There is certainly some truth to that. But an analysis on The Washington Post website notes that the counties defined as rural by the federal government have decreased noticeably over the decades, and a lot of these formerly rural counties that are now counted as part of a metropolitan area are thriving.
“The contest between rural and urban America is rigged,” the Post reported. “Official definitions are regularly updated in such a way that rural counties are continually losing their most successful places to urbanization.
When a rural county grows, it transmutes into an urban one.
“Imagine how unfair a sport would seem if one team automatically drafted the other’s best players the moment they showed any promise. That’s essentially what happens when we measure rural areas as whatever’s left over after anywhere that hits a certain population level is considered metropolitan.”
The reason metropolitan areas are growing is because of a steadily increasing population that is spreading out further from its city base. In fact, if you use the counties defined in the 1950s as rural and urban, their populations are virtually equal today: 1950s rural counties have 159 million people while urban counties from that decade have 162 million.
One notable point is that counties with newer urban classifications have more in common with rural people. Another point, made by a Cornell University researcher, is that after five or six decades of removing the rural counties whose populations have grown, you’re left with a lot of distant and disadvantaged rural counties.
If all this sounds discouraging to residents of small towns and rural areas, there is hope.

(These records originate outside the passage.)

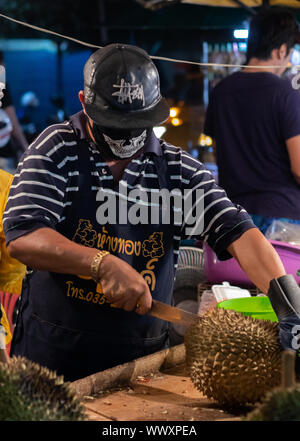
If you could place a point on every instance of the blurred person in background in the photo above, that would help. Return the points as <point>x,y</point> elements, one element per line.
<point>254,118</point>
<point>12,139</point>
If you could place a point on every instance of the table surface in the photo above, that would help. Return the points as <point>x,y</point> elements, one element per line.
<point>167,396</point>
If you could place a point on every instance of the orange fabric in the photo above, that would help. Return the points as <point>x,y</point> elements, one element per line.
<point>12,271</point>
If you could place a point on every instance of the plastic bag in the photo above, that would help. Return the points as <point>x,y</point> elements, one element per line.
<point>284,232</point>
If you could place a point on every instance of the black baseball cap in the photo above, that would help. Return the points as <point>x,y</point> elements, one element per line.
<point>122,88</point>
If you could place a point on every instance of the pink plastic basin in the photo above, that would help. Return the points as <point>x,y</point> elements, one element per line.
<point>217,271</point>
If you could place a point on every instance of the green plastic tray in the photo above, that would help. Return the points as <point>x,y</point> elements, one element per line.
<point>256,307</point>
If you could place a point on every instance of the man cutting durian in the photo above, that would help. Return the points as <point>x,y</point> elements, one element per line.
<point>65,220</point>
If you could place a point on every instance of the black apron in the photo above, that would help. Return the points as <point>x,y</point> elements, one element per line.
<point>64,324</point>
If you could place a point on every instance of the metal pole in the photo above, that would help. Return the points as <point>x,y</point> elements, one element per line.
<point>102,18</point>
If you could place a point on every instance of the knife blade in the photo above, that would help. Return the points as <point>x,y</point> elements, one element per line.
<point>172,314</point>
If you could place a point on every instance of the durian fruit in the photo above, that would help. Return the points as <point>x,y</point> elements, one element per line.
<point>278,405</point>
<point>30,392</point>
<point>282,403</point>
<point>232,358</point>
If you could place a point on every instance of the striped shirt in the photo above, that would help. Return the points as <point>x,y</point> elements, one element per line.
<point>46,183</point>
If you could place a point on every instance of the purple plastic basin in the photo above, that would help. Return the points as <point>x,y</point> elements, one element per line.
<point>217,271</point>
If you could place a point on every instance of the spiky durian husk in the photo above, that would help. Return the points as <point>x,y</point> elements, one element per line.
<point>278,405</point>
<point>232,358</point>
<point>30,392</point>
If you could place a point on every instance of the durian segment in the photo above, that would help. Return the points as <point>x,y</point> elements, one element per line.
<point>233,359</point>
<point>30,392</point>
<point>278,405</point>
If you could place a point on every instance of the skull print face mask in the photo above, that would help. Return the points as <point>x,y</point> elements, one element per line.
<point>122,143</point>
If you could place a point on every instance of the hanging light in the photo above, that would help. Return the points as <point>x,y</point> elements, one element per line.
<point>240,33</point>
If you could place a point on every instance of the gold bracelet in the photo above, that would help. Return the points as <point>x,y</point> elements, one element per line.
<point>96,263</point>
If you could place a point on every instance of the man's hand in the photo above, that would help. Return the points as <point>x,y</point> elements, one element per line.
<point>123,286</point>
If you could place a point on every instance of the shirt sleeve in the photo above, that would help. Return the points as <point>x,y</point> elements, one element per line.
<point>213,216</point>
<point>36,197</point>
<point>290,115</point>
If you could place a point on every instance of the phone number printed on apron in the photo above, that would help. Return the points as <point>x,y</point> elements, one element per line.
<point>82,294</point>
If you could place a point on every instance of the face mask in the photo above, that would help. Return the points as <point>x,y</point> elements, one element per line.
<point>122,143</point>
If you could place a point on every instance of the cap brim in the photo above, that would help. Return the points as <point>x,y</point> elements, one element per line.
<point>143,119</point>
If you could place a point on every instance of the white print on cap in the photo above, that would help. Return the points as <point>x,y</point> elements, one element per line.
<point>129,92</point>
<point>122,150</point>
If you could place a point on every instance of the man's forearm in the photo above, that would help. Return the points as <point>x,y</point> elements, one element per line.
<point>257,258</point>
<point>46,249</point>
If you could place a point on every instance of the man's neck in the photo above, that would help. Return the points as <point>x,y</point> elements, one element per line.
<point>266,66</point>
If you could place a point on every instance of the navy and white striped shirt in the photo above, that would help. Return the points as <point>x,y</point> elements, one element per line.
<point>46,182</point>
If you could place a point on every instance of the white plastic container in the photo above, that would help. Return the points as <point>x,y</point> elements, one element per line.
<point>226,292</point>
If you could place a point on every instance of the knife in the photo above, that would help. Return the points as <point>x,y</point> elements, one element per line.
<point>166,312</point>
<point>172,314</point>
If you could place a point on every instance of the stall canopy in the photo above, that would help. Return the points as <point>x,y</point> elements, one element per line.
<point>249,3</point>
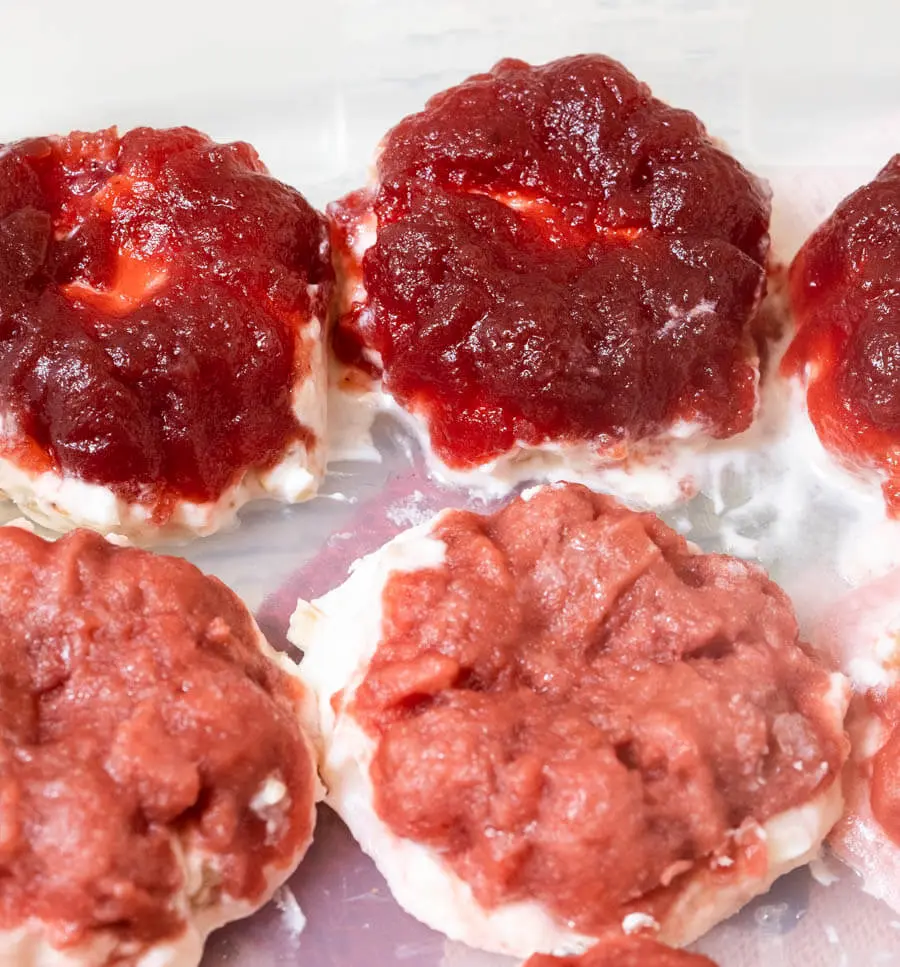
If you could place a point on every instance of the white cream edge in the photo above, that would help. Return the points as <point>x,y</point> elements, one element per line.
<point>339,634</point>
<point>62,503</point>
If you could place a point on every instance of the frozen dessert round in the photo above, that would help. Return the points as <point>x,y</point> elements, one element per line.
<point>555,272</point>
<point>155,782</point>
<point>513,716</point>
<point>163,304</point>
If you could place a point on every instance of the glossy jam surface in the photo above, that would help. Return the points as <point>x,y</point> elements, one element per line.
<point>154,296</point>
<point>136,712</point>
<point>542,703</point>
<point>624,952</point>
<point>560,257</point>
<point>845,296</point>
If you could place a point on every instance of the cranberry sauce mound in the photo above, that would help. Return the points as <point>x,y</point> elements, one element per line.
<point>625,952</point>
<point>845,296</point>
<point>556,258</point>
<point>571,707</point>
<point>154,780</point>
<point>162,302</point>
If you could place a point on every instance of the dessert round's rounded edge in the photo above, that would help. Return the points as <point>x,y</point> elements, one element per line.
<point>842,287</point>
<point>861,632</point>
<point>414,143</point>
<point>339,633</point>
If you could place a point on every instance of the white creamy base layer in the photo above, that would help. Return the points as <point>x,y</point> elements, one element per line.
<point>29,946</point>
<point>61,503</point>
<point>863,633</point>
<point>339,634</point>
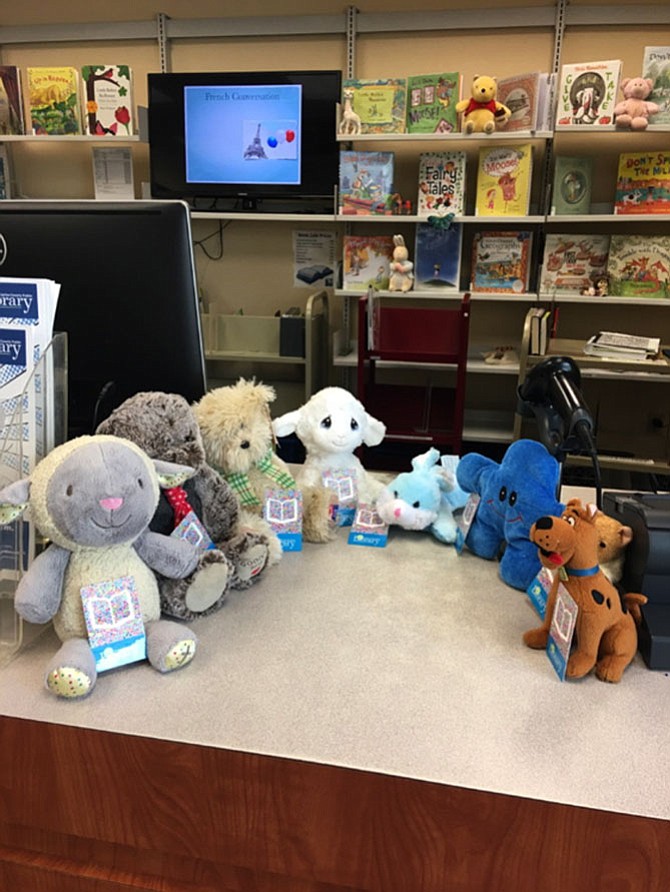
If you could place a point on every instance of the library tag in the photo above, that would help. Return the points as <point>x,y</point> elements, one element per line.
<point>344,485</point>
<point>368,528</point>
<point>561,631</point>
<point>114,622</point>
<point>190,529</point>
<point>538,590</point>
<point>464,520</point>
<point>282,509</point>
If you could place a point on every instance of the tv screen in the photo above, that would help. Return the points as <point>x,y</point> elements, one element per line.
<point>244,137</point>
<point>128,298</point>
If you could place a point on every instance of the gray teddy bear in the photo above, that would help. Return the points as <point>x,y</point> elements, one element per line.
<point>93,498</point>
<point>165,427</point>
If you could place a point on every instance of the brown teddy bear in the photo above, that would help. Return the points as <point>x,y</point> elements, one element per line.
<point>236,428</point>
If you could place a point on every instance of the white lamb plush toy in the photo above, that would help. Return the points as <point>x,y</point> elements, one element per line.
<point>331,425</point>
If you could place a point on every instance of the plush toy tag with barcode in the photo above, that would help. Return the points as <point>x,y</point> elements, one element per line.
<point>282,509</point>
<point>464,520</point>
<point>343,483</point>
<point>114,622</point>
<point>561,631</point>
<point>368,528</point>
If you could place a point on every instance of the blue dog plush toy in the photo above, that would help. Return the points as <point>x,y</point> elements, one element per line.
<point>513,494</point>
<point>425,497</point>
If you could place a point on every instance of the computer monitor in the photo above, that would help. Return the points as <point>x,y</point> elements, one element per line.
<point>128,300</point>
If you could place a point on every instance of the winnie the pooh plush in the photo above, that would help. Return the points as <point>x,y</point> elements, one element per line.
<point>632,112</point>
<point>481,112</point>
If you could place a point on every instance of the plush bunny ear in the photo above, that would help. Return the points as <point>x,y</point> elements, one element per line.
<point>14,500</point>
<point>286,424</point>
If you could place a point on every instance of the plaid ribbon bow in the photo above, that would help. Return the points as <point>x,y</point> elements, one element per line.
<point>267,465</point>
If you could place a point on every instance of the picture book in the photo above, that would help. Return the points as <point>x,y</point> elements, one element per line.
<point>53,100</point>
<point>431,102</point>
<point>504,181</point>
<point>639,266</point>
<point>501,261</point>
<point>437,257</point>
<point>643,183</point>
<point>572,263</point>
<point>656,65</point>
<point>366,182</point>
<point>380,104</point>
<point>571,193</point>
<point>11,101</point>
<point>366,262</point>
<point>587,94</point>
<point>107,96</point>
<point>521,94</point>
<point>441,184</point>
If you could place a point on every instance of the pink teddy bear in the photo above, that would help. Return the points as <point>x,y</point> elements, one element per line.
<point>634,110</point>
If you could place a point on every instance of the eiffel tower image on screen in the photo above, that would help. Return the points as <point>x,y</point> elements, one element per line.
<point>255,149</point>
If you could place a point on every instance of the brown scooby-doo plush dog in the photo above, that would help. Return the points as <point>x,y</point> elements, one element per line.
<point>606,629</point>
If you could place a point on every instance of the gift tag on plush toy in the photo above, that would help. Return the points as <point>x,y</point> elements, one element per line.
<point>343,483</point>
<point>282,509</point>
<point>561,631</point>
<point>368,528</point>
<point>114,622</point>
<point>464,520</point>
<point>191,529</point>
<point>538,590</point>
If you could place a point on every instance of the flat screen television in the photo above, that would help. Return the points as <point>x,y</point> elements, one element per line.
<point>128,298</point>
<point>247,140</point>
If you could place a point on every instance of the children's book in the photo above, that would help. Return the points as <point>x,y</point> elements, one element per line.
<point>643,183</point>
<point>639,266</point>
<point>366,262</point>
<point>431,102</point>
<point>504,181</point>
<point>437,257</point>
<point>571,193</point>
<point>572,263</point>
<point>380,104</point>
<point>587,94</point>
<point>441,184</point>
<point>108,104</point>
<point>656,65</point>
<point>53,99</point>
<point>366,182</point>
<point>501,261</point>
<point>11,102</point>
<point>521,94</point>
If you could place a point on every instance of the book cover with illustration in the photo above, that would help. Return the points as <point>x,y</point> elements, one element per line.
<point>643,183</point>
<point>639,266</point>
<point>380,104</point>
<point>53,100</point>
<point>571,193</point>
<point>366,182</point>
<point>431,102</point>
<point>571,263</point>
<point>656,65</point>
<point>437,257</point>
<point>11,102</point>
<point>441,184</point>
<point>108,104</point>
<point>366,262</point>
<point>504,181</point>
<point>501,261</point>
<point>521,94</point>
<point>587,94</point>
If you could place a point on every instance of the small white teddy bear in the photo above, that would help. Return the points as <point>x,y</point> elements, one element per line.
<point>402,275</point>
<point>331,425</point>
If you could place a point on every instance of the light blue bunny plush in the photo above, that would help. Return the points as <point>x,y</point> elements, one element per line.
<point>426,497</point>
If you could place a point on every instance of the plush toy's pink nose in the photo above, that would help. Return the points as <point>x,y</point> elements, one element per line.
<point>111,504</point>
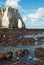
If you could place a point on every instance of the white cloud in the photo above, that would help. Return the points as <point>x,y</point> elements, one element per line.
<point>35,20</point>
<point>0,5</point>
<point>38,15</point>
<point>13,3</point>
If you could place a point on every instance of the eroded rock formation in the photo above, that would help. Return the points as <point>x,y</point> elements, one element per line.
<point>9,18</point>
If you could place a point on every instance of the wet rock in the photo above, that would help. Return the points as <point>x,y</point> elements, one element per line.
<point>22,53</point>
<point>15,62</point>
<point>6,56</point>
<point>41,62</point>
<point>39,52</point>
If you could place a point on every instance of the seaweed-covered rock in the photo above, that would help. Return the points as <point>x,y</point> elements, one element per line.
<point>6,56</point>
<point>22,53</point>
<point>15,62</point>
<point>39,51</point>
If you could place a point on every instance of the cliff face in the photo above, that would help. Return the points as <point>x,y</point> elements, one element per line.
<point>10,18</point>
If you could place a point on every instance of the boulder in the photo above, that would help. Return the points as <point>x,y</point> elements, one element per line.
<point>39,52</point>
<point>6,56</point>
<point>15,62</point>
<point>22,53</point>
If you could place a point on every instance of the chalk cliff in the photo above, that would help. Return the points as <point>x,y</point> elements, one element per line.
<point>10,18</point>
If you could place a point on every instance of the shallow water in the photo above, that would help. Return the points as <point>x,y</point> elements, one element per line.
<point>29,59</point>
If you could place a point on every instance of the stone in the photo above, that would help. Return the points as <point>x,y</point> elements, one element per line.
<point>39,52</point>
<point>6,56</point>
<point>15,62</point>
<point>11,18</point>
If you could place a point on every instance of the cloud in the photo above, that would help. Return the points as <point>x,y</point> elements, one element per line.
<point>0,5</point>
<point>13,3</point>
<point>35,19</point>
<point>38,15</point>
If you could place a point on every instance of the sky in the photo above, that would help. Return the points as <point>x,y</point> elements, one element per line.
<point>32,11</point>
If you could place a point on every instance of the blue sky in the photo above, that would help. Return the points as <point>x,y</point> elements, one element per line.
<point>32,11</point>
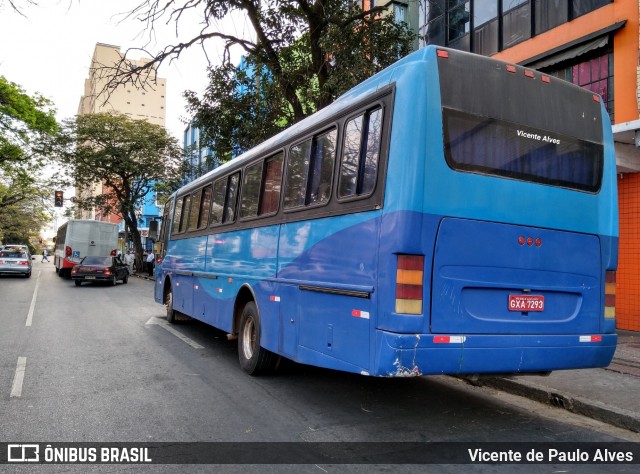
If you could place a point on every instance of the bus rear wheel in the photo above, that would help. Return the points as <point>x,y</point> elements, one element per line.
<point>253,358</point>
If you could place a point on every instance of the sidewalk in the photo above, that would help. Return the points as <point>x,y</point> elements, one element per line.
<point>611,395</point>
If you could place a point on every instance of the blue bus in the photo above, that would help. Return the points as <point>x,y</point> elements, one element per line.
<point>453,214</point>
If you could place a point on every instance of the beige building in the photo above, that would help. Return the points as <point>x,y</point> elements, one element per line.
<point>139,104</point>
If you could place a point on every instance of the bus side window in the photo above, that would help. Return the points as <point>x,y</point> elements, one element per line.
<point>272,184</point>
<point>217,205</point>
<point>196,199</point>
<point>360,154</point>
<point>309,171</point>
<point>231,199</point>
<point>205,207</point>
<point>186,202</point>
<point>165,220</point>
<point>251,191</point>
<point>297,173</point>
<point>177,216</point>
<point>322,158</point>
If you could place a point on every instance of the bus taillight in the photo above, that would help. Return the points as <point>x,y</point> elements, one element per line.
<point>409,283</point>
<point>610,295</point>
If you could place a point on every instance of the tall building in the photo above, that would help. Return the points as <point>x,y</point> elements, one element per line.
<point>199,158</point>
<point>592,43</point>
<point>138,104</point>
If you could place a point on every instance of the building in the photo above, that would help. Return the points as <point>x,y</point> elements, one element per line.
<point>592,43</point>
<point>199,159</point>
<point>126,99</point>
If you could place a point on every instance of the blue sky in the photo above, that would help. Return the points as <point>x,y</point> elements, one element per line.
<point>49,50</point>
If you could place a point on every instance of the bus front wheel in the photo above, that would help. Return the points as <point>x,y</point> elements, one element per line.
<point>254,359</point>
<point>171,313</point>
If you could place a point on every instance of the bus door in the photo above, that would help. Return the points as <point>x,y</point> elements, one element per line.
<point>491,278</point>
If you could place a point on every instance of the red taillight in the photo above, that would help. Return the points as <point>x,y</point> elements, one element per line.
<point>610,295</point>
<point>409,283</point>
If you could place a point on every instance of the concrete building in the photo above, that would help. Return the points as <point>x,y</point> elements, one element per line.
<point>138,104</point>
<point>592,43</point>
<point>199,158</point>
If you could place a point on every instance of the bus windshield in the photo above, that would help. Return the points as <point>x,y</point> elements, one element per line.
<point>499,148</point>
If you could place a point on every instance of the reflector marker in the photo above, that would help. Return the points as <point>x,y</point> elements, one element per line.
<point>449,339</point>
<point>610,295</point>
<point>356,313</point>
<point>409,284</point>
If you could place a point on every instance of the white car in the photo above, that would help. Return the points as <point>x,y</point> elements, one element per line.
<point>16,260</point>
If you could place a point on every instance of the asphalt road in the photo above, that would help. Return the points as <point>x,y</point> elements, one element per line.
<point>100,364</point>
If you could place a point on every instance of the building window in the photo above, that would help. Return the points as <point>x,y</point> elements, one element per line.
<point>516,22</point>
<point>458,24</point>
<point>488,26</point>
<point>550,13</point>
<point>485,30</point>
<point>594,72</point>
<point>400,13</point>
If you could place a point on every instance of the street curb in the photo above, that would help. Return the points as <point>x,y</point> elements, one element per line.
<point>591,408</point>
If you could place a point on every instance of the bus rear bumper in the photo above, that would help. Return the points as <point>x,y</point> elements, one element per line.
<point>406,355</point>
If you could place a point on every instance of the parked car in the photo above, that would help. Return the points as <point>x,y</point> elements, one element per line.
<point>16,260</point>
<point>105,269</point>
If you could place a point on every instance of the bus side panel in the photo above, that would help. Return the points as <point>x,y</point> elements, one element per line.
<point>330,273</point>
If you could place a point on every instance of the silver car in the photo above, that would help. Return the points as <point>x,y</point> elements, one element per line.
<point>15,259</point>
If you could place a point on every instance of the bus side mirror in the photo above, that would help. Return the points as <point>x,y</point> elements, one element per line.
<point>153,230</point>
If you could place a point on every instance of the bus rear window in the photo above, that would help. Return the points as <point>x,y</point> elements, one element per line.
<point>495,147</point>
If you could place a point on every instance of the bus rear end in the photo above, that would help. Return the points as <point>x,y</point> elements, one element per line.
<point>514,270</point>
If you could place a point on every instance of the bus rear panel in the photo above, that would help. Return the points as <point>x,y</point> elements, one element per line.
<point>517,225</point>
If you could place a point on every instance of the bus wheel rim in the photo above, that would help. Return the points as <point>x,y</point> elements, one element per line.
<point>248,339</point>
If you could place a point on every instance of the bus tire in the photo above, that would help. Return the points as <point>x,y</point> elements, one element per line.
<point>254,359</point>
<point>171,313</point>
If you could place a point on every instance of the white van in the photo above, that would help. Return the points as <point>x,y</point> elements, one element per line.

The Post interviewed plenty of researchers who object to the idea that rural America is in perpetual decline. A University of Minnesota Extension specialist has shown that people in their 30s and older are starting to move back to rural areas — probably for the slower pace and the neighborly attitudes that still prevail in locations with smaller populations.
It’s unrealistic to expect every rural county to thrive, especially if the migratory trend of the best and the brightest from small towns to larger cities continues. But if the American population keeps growing, and if the economy continues to create jobs, a certain number of these jobs are going to locate in areas where there’s less competition for workers — which is one way to define small towns and rural counties.
The main challenge is to develop a trained work force that can handle the jobs of the future. Do that, and rural America will be just fine.